Maligno (Malignant, 2021), el regreso de James Wan a la dirección de películas de terror, resulta una sorpresa porque en una época en la que prácticamente todo el mundo -incluido él mismo- se dedica a franquicias y remakes, el australiano de ascendencia malaya vuelve a demostrar que por lo menos en lo que atañe a su faceta de realizador aún busca abrir el terreno en términos artísticos y probar formatos hasta este momento no trabajados por el señor.

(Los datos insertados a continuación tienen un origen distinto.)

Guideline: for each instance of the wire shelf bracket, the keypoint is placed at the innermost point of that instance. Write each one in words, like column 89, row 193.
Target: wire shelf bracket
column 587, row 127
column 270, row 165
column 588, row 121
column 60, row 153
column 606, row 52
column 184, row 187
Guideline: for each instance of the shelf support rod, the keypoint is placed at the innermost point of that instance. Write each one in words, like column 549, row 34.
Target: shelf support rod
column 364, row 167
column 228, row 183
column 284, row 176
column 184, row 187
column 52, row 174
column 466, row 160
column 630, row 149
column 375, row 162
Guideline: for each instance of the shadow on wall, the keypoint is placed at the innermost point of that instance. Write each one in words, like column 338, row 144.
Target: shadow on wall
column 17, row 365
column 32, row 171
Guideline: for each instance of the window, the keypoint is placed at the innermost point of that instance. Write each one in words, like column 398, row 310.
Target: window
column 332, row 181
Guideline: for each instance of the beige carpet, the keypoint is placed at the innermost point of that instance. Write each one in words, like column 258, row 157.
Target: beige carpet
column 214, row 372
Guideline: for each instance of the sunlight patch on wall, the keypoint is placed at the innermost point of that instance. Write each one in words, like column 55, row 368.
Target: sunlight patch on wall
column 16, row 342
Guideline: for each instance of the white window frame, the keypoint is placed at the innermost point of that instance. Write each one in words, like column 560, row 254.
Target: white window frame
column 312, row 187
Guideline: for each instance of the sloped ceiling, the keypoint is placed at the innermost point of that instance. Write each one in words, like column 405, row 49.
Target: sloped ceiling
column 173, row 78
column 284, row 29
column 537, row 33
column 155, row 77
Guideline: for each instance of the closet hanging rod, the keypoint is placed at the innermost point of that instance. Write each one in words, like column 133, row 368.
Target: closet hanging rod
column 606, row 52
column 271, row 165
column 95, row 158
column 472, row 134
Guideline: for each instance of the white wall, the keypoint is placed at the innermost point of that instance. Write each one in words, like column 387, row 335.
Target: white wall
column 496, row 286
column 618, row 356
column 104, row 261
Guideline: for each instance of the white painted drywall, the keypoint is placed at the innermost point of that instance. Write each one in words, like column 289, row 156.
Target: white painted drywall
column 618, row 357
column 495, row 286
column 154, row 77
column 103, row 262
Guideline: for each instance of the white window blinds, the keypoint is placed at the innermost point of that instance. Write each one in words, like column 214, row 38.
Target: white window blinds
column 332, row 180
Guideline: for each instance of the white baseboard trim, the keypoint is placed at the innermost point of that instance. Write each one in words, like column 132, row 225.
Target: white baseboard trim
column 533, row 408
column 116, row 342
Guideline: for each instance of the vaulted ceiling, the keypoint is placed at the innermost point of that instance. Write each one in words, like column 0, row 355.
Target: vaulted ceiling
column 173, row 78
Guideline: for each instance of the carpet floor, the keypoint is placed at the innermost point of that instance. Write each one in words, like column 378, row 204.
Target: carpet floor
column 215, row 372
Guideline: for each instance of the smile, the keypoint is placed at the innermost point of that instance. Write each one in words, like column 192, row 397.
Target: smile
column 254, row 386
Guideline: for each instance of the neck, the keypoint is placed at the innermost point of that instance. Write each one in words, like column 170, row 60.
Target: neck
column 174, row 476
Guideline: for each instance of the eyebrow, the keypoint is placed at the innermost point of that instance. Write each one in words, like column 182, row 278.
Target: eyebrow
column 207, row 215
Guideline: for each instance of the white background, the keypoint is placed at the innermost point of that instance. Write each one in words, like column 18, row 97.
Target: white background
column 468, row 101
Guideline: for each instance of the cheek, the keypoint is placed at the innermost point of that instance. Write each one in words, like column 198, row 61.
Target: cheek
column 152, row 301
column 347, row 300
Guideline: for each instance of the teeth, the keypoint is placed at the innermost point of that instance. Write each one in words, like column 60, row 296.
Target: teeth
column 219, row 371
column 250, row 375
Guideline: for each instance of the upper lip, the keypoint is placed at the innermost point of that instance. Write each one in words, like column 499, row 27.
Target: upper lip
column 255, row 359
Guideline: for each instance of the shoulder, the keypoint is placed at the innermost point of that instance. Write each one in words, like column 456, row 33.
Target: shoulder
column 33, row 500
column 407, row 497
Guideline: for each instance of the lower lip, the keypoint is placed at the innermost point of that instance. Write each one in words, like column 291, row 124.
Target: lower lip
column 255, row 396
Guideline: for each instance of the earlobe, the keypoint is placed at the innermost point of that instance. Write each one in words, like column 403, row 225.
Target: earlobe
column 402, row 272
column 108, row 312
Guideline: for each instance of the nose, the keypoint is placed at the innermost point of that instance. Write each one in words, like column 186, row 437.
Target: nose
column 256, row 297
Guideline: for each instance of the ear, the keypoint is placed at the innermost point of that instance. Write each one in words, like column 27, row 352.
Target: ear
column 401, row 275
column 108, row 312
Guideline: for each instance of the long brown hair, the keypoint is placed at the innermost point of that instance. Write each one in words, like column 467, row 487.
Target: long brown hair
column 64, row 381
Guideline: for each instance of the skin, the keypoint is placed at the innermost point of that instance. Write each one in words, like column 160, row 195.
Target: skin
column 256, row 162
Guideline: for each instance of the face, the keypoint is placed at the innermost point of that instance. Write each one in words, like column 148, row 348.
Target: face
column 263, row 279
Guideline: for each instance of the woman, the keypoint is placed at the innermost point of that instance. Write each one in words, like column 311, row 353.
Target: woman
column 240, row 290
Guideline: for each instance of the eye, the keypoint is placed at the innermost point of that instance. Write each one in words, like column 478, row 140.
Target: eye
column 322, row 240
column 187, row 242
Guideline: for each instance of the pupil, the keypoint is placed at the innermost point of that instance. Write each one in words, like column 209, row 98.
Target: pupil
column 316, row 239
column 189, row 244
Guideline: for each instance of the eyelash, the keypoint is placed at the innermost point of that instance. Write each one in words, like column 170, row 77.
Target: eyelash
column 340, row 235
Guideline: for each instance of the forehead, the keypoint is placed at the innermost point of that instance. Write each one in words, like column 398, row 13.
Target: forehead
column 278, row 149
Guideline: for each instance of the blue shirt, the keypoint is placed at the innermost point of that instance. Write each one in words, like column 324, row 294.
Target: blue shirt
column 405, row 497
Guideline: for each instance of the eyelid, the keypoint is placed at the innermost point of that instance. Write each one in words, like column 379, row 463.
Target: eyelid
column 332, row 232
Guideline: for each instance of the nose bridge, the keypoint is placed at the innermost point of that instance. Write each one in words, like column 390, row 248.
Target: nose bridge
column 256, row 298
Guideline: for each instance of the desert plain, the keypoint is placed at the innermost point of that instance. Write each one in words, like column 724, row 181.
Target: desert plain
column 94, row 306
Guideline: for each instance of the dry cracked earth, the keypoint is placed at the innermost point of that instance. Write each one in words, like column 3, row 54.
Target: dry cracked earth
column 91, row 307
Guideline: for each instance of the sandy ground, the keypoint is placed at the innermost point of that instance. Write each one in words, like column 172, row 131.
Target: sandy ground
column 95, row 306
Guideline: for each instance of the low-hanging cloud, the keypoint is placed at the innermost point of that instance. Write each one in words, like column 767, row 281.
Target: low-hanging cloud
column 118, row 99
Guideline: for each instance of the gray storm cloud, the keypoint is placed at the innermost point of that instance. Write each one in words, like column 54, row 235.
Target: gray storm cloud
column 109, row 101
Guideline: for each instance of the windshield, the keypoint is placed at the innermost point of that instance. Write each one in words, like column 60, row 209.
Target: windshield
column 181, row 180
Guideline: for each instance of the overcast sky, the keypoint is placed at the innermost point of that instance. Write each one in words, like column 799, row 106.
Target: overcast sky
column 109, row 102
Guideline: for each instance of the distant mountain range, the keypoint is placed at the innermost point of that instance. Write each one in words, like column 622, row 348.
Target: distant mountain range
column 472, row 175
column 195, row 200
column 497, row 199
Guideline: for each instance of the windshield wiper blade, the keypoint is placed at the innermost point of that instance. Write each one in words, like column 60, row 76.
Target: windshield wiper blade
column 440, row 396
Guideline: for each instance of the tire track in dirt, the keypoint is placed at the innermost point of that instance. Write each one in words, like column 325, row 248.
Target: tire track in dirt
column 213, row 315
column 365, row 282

Dicho de otro modo, Wan puede entretenerse en su rol de productor con cuatro sagas muy redituables en simultáneo, hablamos de los superhéroes de DC en línea con Aquaman (2018) y las series de epopeyas del espanto desencadenadas por El Juego del Miedo (Saw, 2004), La Noche del Demonio (Insidious, 2010) y El Conjuro (The Conjuring, 2013), sin embargo Maligno no tiene nada que ver ni con el porno de torturas de El Juego del Miedo ni con el suspenso y los fantasmas escurridizos y persistentes de La Noche del Demonio, El Conjuro y Silencio de Muerte (Dead Silence, 2007) ni mucho menos con el esquema del film noir de vigilantes suburbanos símil Sentencia de Muerte (Death Sentence, 2007), planteo que implica que el cineasta en esencia se caga en sus fans bobalicones mainstream que lo relacionan con espectros elegantes y ahora apuesta a encontrar un nuevo público de muy distinta envergadura porque el opus que nos ocupa es por lejos su propuesta más trash y desatada, algo rarísimo viniendo de un tanque financiado por la Warner Bros., un estudio al que definitivamente le debe haber vendido el proyecto como un slasher sobrenatural clásico aunque el producto resultante en sí cae en todas aquellas gloriosas exageraciones de la Clase B de los 80 y 90 en materia de un asesino descabellado y monstruoso, un misterio delirante de fondo, una protagonista anodina, mucho gore extasiado, escenas pirotécnicas y diversos personajes secundarios bastante más interesantes o coloridos que los principales.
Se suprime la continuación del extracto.